I came back to Australia and I was trying to cross the road to get to my workplace in the eastern suburbs of Sydney, and I had gotten better at relearning how to cross the road with cars. But this particular morning there was a tram, a stationary tram, and I had again this almost parallel experience with the donkey, where I was standing, looking at the tram, wondering if you walk in front of the tram or behind the tram. And I thought, “How strange is this, that less than a month ago I was trying to decide if you go in front of the donkey or behind the donkey, and now Im standing on a paved road, having picked up a coffee, trying to decide if you walk in front of the tram or behind the tram.”

Its funny what pops up in your mind and elicits these feelings of it being similar, but so disparate.

And whats helped me since Ive been back, though a little bittersweet, is that Sudan is now receiving some media attention.
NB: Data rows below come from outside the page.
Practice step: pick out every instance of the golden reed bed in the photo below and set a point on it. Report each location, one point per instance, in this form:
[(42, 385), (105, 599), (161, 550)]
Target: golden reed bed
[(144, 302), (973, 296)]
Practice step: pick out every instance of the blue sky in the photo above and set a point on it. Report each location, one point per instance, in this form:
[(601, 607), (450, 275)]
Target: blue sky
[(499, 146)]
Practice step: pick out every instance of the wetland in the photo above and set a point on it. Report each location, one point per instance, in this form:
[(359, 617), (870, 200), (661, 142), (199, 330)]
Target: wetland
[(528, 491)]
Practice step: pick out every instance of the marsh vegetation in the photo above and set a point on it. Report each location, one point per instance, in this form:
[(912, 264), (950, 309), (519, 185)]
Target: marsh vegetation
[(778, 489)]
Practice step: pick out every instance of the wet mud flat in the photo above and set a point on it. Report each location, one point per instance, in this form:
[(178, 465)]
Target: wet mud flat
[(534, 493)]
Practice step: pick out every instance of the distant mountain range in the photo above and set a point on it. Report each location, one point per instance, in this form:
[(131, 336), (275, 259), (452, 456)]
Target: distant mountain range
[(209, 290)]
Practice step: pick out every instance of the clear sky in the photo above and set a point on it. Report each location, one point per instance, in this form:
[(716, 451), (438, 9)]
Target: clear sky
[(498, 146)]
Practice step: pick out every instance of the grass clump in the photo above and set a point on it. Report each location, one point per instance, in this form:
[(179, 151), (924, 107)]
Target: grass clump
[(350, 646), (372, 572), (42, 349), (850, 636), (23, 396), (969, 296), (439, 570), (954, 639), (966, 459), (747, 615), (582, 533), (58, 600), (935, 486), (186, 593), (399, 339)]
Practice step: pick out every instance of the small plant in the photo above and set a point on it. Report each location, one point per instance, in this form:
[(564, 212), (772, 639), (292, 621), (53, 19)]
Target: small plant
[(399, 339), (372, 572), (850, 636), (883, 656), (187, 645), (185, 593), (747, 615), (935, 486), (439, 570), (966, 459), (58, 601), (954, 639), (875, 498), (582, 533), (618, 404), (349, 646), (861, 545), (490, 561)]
I’ve presented to colleagues and its been helpful to highlight the need in Sudan and to highlight the extraordinary – I dont know a better word for it – work that the whole MSF team continues to do in the face of huge, overwhelming need. Its important to be able to talk about it because everyone shares humanity and everyone is interested in it, and everyone is really supportive from afar for the staff and the people of Sudan, but they find it difficult to know where to start, because its not something thats been visible.

I guess thats whats been valuable about being back, even with the increasing crises in Sudan, is trying to bring that connection for people who really do care.